Covid-19 Data Analysis

1. Objective

The objectives of this project is to analyze the Covid-19 data available with us. The data contains detected, confirmed,cured patients count from all the countries all over the world. To achieve this we have used below R packages

*   tidyverse
*   lubridate
*   ggplot2
*   tidyr
*   dplyr

The analysis is devided in few sections. Such as Preliminary analysis, Detailed Analysis, Outcome, Result & Discussion.

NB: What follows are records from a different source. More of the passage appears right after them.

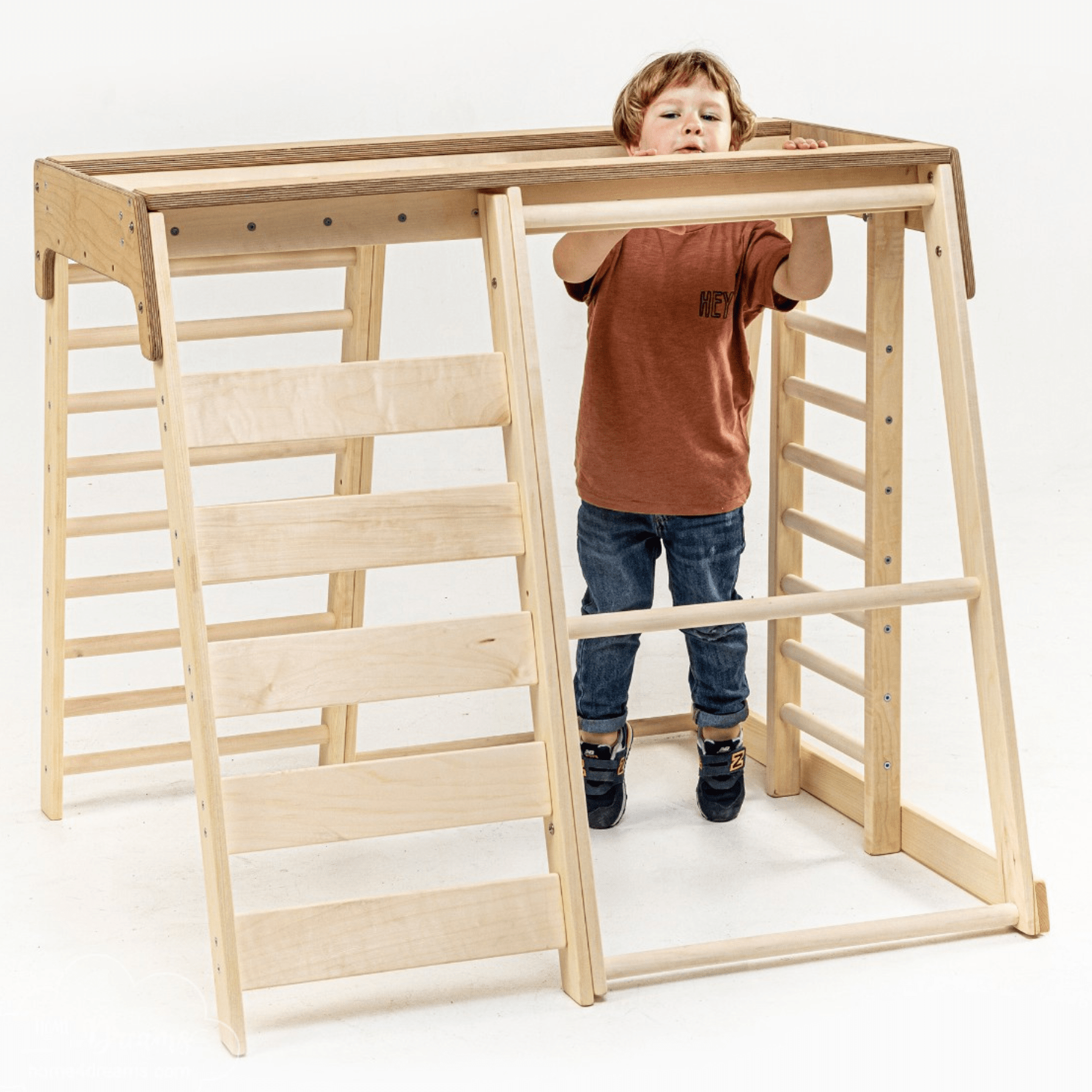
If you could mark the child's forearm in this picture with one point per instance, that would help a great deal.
(807, 271)
(580, 254)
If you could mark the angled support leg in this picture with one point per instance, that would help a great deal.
(977, 542)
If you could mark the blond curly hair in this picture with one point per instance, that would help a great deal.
(684, 69)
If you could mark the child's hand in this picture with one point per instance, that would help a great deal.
(803, 144)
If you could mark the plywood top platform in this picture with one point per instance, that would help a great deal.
(95, 209)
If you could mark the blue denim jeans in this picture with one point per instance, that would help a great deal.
(618, 554)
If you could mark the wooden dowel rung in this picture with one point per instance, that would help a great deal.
(826, 399)
(132, 462)
(125, 701)
(115, 524)
(824, 733)
(806, 942)
(141, 398)
(120, 584)
(334, 258)
(659, 212)
(824, 533)
(775, 606)
(244, 326)
(824, 666)
(158, 753)
(834, 469)
(797, 585)
(113, 644)
(826, 330)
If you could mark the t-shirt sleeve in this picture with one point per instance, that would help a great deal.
(767, 249)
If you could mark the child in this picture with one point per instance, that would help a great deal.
(661, 440)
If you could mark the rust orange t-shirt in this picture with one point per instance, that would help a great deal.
(667, 382)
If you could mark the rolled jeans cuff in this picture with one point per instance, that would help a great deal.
(704, 720)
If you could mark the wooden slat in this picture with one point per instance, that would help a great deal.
(244, 326)
(338, 534)
(149, 640)
(346, 400)
(389, 797)
(157, 753)
(334, 939)
(346, 666)
(808, 942)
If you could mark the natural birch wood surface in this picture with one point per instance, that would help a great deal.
(388, 797)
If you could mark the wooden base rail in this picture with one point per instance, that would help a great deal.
(661, 212)
(248, 326)
(890, 931)
(824, 733)
(774, 606)
(826, 330)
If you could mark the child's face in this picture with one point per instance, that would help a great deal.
(689, 120)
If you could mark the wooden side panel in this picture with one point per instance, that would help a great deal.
(330, 534)
(884, 531)
(345, 400)
(342, 667)
(54, 542)
(389, 797)
(332, 940)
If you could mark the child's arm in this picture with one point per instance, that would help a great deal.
(807, 271)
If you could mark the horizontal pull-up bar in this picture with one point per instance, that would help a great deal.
(601, 215)
(775, 606)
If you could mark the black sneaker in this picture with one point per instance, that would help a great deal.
(721, 778)
(604, 779)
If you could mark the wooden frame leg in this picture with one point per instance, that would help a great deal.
(54, 544)
(977, 542)
(364, 295)
(884, 530)
(195, 641)
(554, 711)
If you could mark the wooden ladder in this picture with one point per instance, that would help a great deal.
(427, 790)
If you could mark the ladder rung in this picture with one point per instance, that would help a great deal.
(141, 398)
(834, 469)
(334, 939)
(118, 584)
(826, 330)
(334, 258)
(346, 666)
(824, 732)
(125, 701)
(244, 326)
(792, 584)
(826, 399)
(157, 753)
(824, 533)
(131, 462)
(368, 398)
(388, 797)
(824, 666)
(151, 640)
(369, 531)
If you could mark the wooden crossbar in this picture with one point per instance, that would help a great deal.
(363, 399)
(343, 667)
(389, 933)
(388, 797)
(338, 534)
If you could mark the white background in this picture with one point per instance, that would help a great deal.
(104, 943)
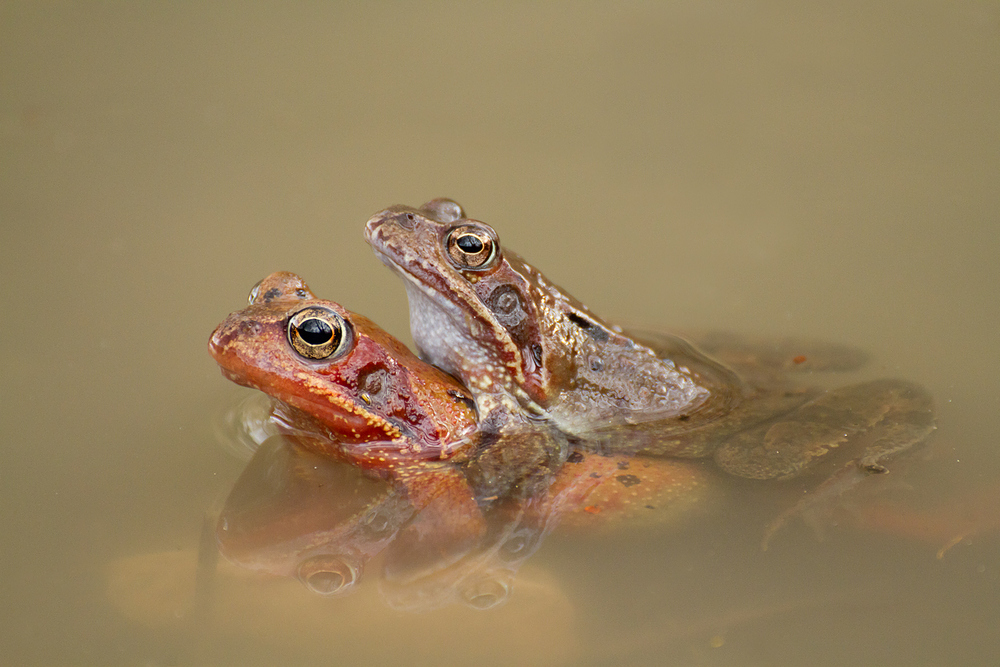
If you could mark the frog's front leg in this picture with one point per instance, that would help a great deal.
(876, 419)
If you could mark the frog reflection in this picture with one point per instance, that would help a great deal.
(455, 508)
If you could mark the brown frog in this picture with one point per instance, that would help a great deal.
(530, 352)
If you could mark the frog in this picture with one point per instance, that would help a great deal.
(347, 390)
(464, 505)
(531, 352)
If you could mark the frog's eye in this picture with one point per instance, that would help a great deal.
(472, 247)
(319, 333)
(254, 291)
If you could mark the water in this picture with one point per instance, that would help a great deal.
(826, 172)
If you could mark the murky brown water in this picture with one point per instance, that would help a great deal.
(824, 172)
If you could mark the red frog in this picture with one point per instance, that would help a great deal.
(531, 353)
(350, 392)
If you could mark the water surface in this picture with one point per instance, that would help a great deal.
(826, 172)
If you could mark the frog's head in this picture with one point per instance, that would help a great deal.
(372, 395)
(480, 311)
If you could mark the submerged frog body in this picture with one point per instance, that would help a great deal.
(528, 351)
(464, 505)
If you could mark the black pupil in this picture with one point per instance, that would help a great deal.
(315, 332)
(469, 243)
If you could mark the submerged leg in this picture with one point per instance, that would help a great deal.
(876, 419)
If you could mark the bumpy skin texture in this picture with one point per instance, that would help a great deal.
(528, 351)
(375, 398)
(464, 507)
(518, 340)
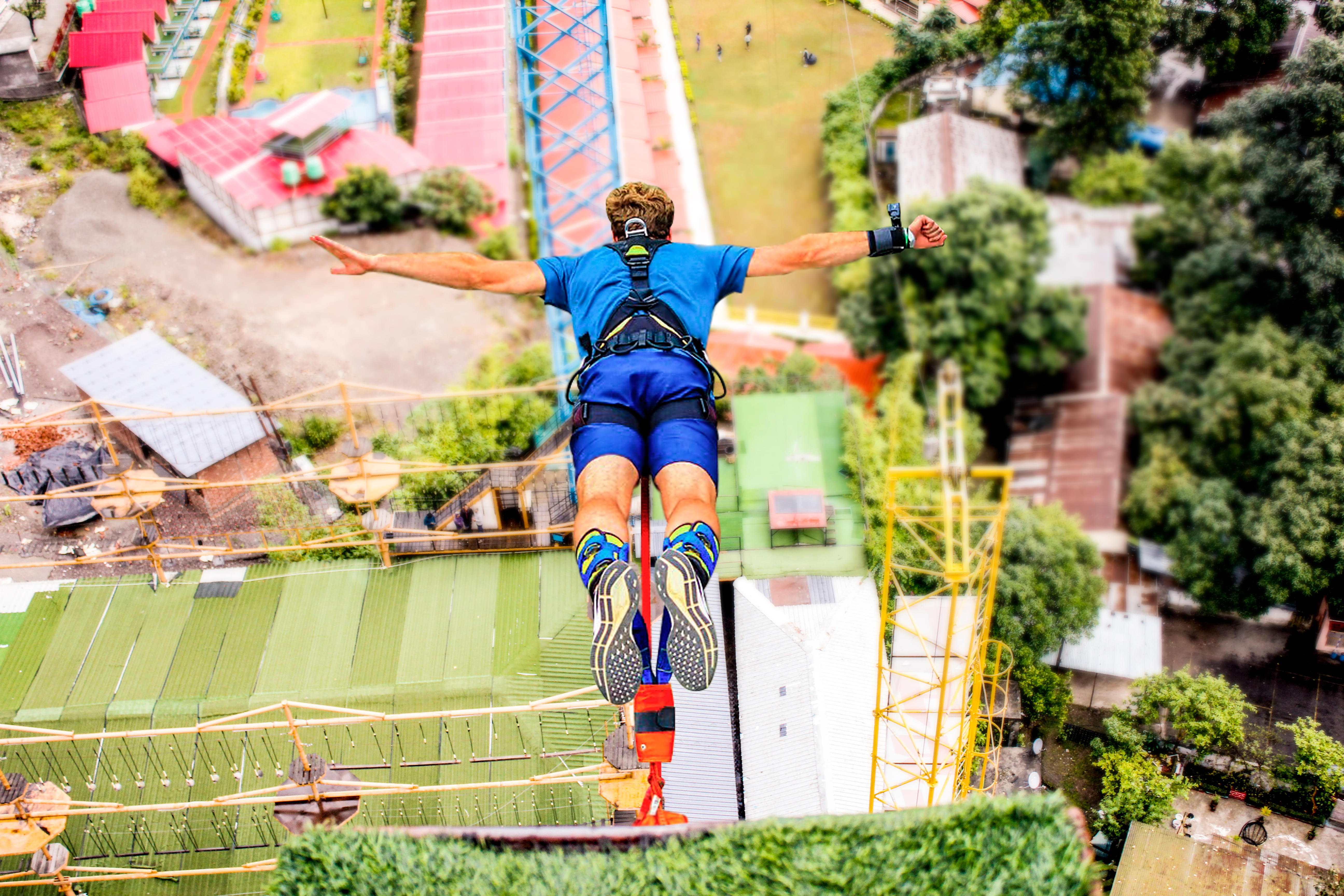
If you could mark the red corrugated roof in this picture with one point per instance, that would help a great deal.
(131, 21)
(304, 115)
(90, 49)
(158, 7)
(460, 116)
(257, 182)
(119, 112)
(107, 82)
(162, 139)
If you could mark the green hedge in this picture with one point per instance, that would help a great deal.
(1022, 845)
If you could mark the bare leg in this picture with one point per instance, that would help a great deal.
(689, 495)
(604, 491)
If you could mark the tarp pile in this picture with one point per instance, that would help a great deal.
(57, 468)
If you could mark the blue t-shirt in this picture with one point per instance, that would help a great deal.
(690, 279)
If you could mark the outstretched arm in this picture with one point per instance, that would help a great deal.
(460, 271)
(828, 250)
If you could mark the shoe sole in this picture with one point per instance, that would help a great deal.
(693, 645)
(616, 660)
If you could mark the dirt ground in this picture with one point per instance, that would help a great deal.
(279, 316)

Different R Packages which are included with this projects are:

*   tidyverse
*   lubridate
*   ggplot2
*   tidyr
*   dplyr

# List of packages loaded
library(tidyverse)

## Warning in system("timedatectl", intern = TRUE): running command 'timedatectl'
## had status 1

## ── Attaching packages ─────────────────────────────────────── tidyverse 1.3.2 ──
## ✔ ggplot2 3.3.6      ✔ purrr   0.3.5 
## ✔ tibble  3.1.8      ✔ dplyr   1.0.10
## ✔ tidyr   1.2.1      ✔ stringr 1.4.1 
## ✔ readr   2.1.3      ✔ forcats 0.5.2 
## ── Conflicts ────────────────────────────────────────── tidyverse_conflicts() ──
## ✖ dplyr::filter() masks stats::filter()
## ✖ dplyr::lag()    masks stats::lag()

library(lubridate)

## 
## Attaching package: 'lubridate'
## 
## The following objects are masked from 'package:base':
## 
##     date, intersect, setdiff, union

library(ggplot2)
library(tidyr)
library(dplyr)

2. Preliminary analysis

We are loading the dataset here which will be analyzed here. As per preliminary analysis we have all the raw data. These raw data is segregated in 3 categories. The categories are: 1. Confirmed 2. Deaths 3. Recovered. Through On this project the data sets are given names like rdata_confirmed,rdata_deaths,rdata_recovered.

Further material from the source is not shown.